Lerisson, “Herhangi bir gerilim, insani acıları daha da derinleştirecek, daha fazla aileyi parçalayacak ve rehinelerin hayatını tehlikeye atacak” dedi.

Lerisson, Gazze Şeridi nüfusunun yüzde 80'inden fazlasının tahliye emirlerinden etkilendiğini belirterek, mevcut koşullar altında yeni bir göç dalgasının kabul edilemez olduğunu vurguladı ve özellikle Gazze şehrinde yapılacak herhangi bir geniş çaplı tahliye operasyonunun siviller için riskleri iki katına çıkaracağını ifade etti.

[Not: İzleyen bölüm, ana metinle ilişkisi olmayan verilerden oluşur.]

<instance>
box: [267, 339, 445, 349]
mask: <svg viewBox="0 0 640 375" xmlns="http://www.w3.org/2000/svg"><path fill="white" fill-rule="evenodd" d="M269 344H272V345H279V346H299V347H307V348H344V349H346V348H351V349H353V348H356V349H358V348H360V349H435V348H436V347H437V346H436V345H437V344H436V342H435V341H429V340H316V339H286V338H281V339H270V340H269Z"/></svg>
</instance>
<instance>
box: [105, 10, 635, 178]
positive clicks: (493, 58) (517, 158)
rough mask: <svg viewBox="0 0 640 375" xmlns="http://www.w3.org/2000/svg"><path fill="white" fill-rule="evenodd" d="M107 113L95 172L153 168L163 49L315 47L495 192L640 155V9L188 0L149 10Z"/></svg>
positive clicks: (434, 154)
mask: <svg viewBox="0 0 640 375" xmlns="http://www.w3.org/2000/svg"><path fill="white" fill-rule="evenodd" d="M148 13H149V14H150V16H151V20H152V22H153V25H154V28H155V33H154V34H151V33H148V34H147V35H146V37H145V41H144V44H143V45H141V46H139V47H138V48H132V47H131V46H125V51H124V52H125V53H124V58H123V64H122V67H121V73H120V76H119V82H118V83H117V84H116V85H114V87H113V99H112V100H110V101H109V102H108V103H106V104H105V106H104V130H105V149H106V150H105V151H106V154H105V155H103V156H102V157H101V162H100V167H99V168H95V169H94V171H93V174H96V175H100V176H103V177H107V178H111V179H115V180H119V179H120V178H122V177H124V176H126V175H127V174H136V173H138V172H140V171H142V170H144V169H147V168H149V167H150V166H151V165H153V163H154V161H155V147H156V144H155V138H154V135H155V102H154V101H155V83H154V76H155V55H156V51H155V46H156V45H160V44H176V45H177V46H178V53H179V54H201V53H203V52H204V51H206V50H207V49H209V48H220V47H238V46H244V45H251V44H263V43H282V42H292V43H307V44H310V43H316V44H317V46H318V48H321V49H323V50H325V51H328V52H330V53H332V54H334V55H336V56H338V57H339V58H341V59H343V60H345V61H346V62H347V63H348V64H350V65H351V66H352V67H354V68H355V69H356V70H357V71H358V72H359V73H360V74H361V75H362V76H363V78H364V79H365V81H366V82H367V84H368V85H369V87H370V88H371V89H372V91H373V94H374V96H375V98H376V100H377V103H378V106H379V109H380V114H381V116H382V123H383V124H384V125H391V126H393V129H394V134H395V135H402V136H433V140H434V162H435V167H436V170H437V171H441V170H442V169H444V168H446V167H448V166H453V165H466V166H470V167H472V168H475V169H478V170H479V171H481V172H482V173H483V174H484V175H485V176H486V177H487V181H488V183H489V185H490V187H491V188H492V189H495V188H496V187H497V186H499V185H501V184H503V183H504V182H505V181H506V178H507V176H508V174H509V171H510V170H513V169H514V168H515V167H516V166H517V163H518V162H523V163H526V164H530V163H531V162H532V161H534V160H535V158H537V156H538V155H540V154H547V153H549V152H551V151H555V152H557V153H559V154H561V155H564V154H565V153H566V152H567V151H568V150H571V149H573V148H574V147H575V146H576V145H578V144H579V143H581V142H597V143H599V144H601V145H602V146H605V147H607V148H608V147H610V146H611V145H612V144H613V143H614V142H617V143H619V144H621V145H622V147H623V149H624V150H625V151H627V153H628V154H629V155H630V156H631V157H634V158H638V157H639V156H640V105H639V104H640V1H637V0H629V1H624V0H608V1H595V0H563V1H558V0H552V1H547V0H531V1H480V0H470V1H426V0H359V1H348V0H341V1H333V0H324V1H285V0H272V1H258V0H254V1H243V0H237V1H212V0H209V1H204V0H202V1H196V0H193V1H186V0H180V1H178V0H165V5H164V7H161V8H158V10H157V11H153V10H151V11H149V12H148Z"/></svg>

Kızılhaç yetkilisi, uluslararası insani hukukun sivillerin evlerini terk etseler de etmeseler de korunmasını garanti ettiğini vurguladı. Gazze halkının bugün ihtiyaç duyduğu şeyin daha fazla baskı değil yardım, korku değil güven olduğunu belirten yetkili, gıda, ilaç, temiz su ve barınak dahil olmak üzere insani yardımların acil ve sınırsız bir şekilde girişine izin verilmesini talep etti.

İsrail, 7 Ekim 2023'te Hamas'ın İsrail'in güney yerleşimlerine düzenlediği ani saldırının ardından Gazze Şeridi'nde geniş çaplı bir savaş başlattı.

Filistin verilerine göre o zamandan bu yana, İsrail'in askeri operasyonları 62 bin 122 Filistinlinin hayatını kaybetmesine, 156 bin 758 kişinin yaralanmasına ve binalar ile altyapıda büyük hasara yol açtı.